It’s been a big month for emerging markets ETF investors.
On Oct. 2, Vanguard announced it would be shifting the underlying index on its popular Vanguard MSCI Emerging Markets ETF (NYSEArca: VWO) from its current MSCI index to the FTSE Emerging Index during the first half of 2013.
BlackRock Chief Executive Laurence Fink, quoted by Reuters, told analysts in a conference call that it appears funds had been flowing into his firm’s iShares MSCI Emerging Markets Index Fund (NYSEArca: EEM)—and not into VWO—as a result of Vanguard’s planned index change.
But did they?
IndexUniverse monitors daily ETF flows—you can check out our online tool here—so it’s an easy claim to check.
The iShares Emerging Markets ETF’s (NYSEArca: EEM) flows over the past three weeks have indeed eclipsed VWO’s flows, but there are two notable points here.
First, the $1 billion-plus that has gone into EEM since the Vanguard announcement didn’t start flowing until Oct. 15—a good two weeks after the Vanguard announcement.
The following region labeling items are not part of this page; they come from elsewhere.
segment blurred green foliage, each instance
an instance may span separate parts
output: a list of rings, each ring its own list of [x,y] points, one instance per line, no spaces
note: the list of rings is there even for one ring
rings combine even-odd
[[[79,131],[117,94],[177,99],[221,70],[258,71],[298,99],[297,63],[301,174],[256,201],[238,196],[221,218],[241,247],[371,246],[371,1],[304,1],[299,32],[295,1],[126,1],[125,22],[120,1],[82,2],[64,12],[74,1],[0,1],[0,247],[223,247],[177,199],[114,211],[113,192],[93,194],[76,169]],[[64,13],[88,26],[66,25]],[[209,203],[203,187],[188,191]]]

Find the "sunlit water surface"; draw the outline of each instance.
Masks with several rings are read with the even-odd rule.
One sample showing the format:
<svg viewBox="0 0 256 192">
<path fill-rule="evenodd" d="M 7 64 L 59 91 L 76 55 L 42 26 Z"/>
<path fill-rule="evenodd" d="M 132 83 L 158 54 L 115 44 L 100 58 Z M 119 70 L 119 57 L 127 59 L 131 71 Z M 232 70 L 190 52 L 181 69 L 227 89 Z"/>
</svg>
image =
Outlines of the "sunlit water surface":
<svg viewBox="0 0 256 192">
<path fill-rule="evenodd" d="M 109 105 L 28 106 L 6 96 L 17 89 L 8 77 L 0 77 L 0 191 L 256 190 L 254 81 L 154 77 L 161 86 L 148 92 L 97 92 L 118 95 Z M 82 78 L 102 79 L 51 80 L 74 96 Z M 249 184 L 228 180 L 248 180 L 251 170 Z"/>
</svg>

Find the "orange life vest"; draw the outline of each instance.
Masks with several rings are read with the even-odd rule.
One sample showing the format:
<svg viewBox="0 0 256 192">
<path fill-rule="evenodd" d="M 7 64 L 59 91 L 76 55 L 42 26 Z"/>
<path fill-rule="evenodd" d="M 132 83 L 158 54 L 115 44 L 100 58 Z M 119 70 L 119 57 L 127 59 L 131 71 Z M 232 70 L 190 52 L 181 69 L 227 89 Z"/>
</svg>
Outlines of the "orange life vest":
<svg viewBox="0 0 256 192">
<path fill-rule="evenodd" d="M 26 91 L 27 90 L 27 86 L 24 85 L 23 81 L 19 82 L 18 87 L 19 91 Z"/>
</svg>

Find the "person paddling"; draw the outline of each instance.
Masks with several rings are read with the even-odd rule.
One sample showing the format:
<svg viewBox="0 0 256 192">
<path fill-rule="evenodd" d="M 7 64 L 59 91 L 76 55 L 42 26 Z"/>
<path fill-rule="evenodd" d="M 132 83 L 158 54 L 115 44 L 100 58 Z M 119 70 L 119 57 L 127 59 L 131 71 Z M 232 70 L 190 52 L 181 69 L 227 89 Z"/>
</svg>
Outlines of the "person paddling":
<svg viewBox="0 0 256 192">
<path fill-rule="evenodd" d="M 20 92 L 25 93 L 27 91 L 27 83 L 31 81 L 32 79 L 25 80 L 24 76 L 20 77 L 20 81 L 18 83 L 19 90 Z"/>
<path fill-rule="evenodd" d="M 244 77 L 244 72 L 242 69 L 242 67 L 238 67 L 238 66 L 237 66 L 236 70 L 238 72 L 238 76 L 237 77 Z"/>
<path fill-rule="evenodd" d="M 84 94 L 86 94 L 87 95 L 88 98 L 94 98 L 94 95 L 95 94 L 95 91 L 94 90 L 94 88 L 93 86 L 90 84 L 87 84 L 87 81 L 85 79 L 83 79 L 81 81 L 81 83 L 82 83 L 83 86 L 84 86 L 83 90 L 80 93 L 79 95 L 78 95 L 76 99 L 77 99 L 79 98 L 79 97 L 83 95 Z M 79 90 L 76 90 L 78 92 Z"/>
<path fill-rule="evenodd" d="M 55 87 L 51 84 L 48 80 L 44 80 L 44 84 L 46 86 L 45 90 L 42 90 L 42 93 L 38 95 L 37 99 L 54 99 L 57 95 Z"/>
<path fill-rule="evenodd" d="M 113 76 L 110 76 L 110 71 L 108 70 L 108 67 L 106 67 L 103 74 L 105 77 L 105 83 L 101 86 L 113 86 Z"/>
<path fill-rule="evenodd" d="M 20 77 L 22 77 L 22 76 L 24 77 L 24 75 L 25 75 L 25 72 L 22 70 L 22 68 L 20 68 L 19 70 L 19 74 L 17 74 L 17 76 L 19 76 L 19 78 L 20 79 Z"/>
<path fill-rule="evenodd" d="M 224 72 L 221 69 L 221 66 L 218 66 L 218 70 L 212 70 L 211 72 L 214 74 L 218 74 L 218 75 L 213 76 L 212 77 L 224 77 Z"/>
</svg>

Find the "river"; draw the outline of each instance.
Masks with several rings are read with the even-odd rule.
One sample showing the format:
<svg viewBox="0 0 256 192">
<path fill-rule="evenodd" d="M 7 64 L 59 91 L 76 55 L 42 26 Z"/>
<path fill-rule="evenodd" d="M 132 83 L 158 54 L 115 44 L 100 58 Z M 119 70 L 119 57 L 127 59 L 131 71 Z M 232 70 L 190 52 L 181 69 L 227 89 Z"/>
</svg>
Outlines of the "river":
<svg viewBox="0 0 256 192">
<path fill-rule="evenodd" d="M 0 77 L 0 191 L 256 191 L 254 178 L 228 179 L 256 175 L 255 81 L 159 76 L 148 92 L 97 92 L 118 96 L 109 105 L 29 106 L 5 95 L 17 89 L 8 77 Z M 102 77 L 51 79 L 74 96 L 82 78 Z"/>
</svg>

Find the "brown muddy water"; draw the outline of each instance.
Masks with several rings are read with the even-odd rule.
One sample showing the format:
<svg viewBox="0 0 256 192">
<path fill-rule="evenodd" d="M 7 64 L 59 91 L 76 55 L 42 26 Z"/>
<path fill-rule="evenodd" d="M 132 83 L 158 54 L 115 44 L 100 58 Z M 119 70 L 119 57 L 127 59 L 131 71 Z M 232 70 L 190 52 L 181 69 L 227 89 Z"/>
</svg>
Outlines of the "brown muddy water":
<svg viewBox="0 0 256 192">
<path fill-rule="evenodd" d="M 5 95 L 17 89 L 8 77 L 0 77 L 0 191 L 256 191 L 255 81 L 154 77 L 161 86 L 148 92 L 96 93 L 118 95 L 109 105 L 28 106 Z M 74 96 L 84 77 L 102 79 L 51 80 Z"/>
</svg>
It’s possible that the money did indeed come from typical Vanguard investors who were sitting on extra cash and, after doing two weeks of due diligence, decided that it made sense to begin switching over to EEM.
But then again, it’s also possible that a few institutional investors decided it was a good time to up their emerging markets allocations.
Crucially, money hasn’t actually flowed out of VWO. In fact, about $42 million has flowed into it since Vanguard announced the index would be switching next year.
Broadly, both funds’ assets under management (AUM) have remained relatively constant aside from EEM’s slight bump last week.